Two days before Valentine’s Day, a Friday, you give one dozen red roses, candy, a mixed CD, and a card, in which you use the word love. You are the first to use the word love. On Valentine’s Day, our relationship will be 30 days old.

Don’t think I made you a mixed CD because you made me one, you say.

I don’t think that, I say. I glance briefly at the list of songs on the CD, and then I put it aside. I want to be surprised, I say. When I listen to it, on my way home, the songs you have picked surprise me. I have not heard half of them, and in one, an Ani DiFranco song you taped at a show you attended, I can hear your laugh at something she says. The CD is probably my favorite of your Valentine’s Day gifts. You could have given me it, and just it, and I would have said that this is one of my favorite Valentine’s Days ever. Better than flowers and chocolate. You put thought into each song. You put thought into me. Possibly Maybe, one of the songs; possibly maybe, probably love.

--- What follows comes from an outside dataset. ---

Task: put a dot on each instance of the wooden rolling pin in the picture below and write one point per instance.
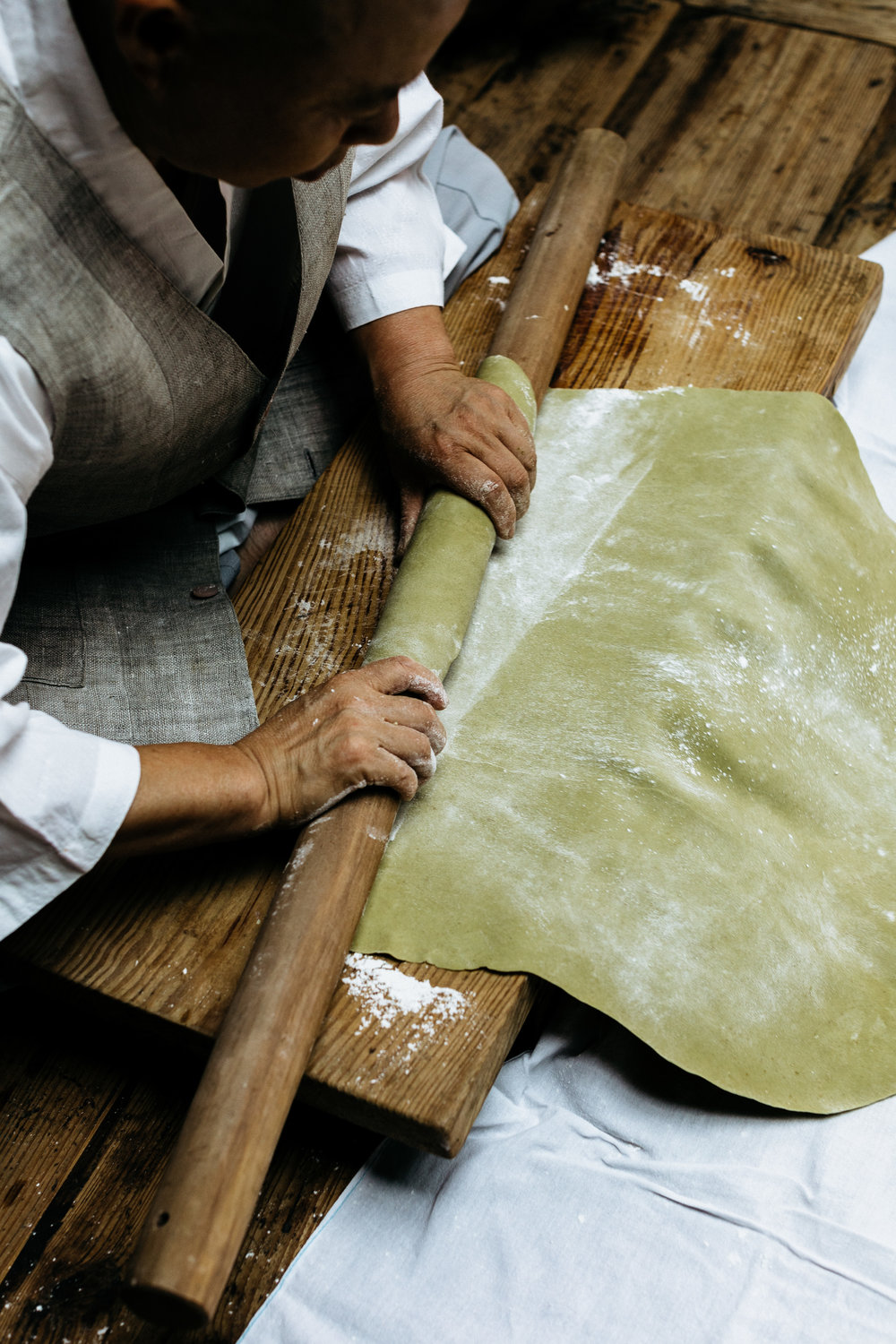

I think that making CDs for each other is easier than saying I don’t ever want to lose you. Don’t leave me. I don’t know how to handle how much I feel for you. Here is the closest thing to my heart that I can give you. I offer it freely. Please take it and protect it and love it, and if you want, love me, too.

I don’t have anything for you. I hadn’t expected to exchange gifts tonight. I’m sorry.

Don’t worry about it, you say. I don’t mind waiting.

We are spending Valentine’s Day itself with my son, Avery. Your request. I want family time, you say. Already you and me and Avery are becoming a family.

We order sushi. You pay, though I say the least I can do is pay for dinner. Happy Valentine’s Day, rabbit, you say. This is the first time you call me rabbit.

Rabbit?, I ask.

You’re my rabbit, you say

Why rabbit?

Our first night, you say. White rabbit.

But I called you white rabbit, I say.

Doesn’t matter, you say. You’re my rabbit.

I feel the invisible cords connecting me to you tighten. The cords, comprised of words like yours, mine, ours, us, family, bind me more closely to you than the wedding ring you don’t know I wear when I’m not with you binds me to Holly.

Before we leave to get our sushi, we drink some wine. We are in your bed, and you tell me that you keep people away on purpose. I don’t know why, rabbit, you say. I just do. I used to think I would need to find two people, you say. I didn’t think I would find one man who could challenge me mentally and emotionally and physically. I had given up, or just about given up. I was tired of trying. I was tired of trying and failing.

You’ve let me in, I say.

I can’t help but let you in, you say. I shouldn’t tell you that, but I can’t help it. And you start to cry, and I reach for your tears and wipe them off of your cheeks. I lick your tears off of my fingers and I taste salt and I taste you. I hope I’m not making a mistake, you say, and your voice cracks, and I have not known your voice to crack, and I do not want to hear your voice crack. Intimacy isn’t possible without the risk of pain, I think. The closer you get to someone, the more they can hurt you. Please don’t hurt me, I think, and I’ll try not to hurt you.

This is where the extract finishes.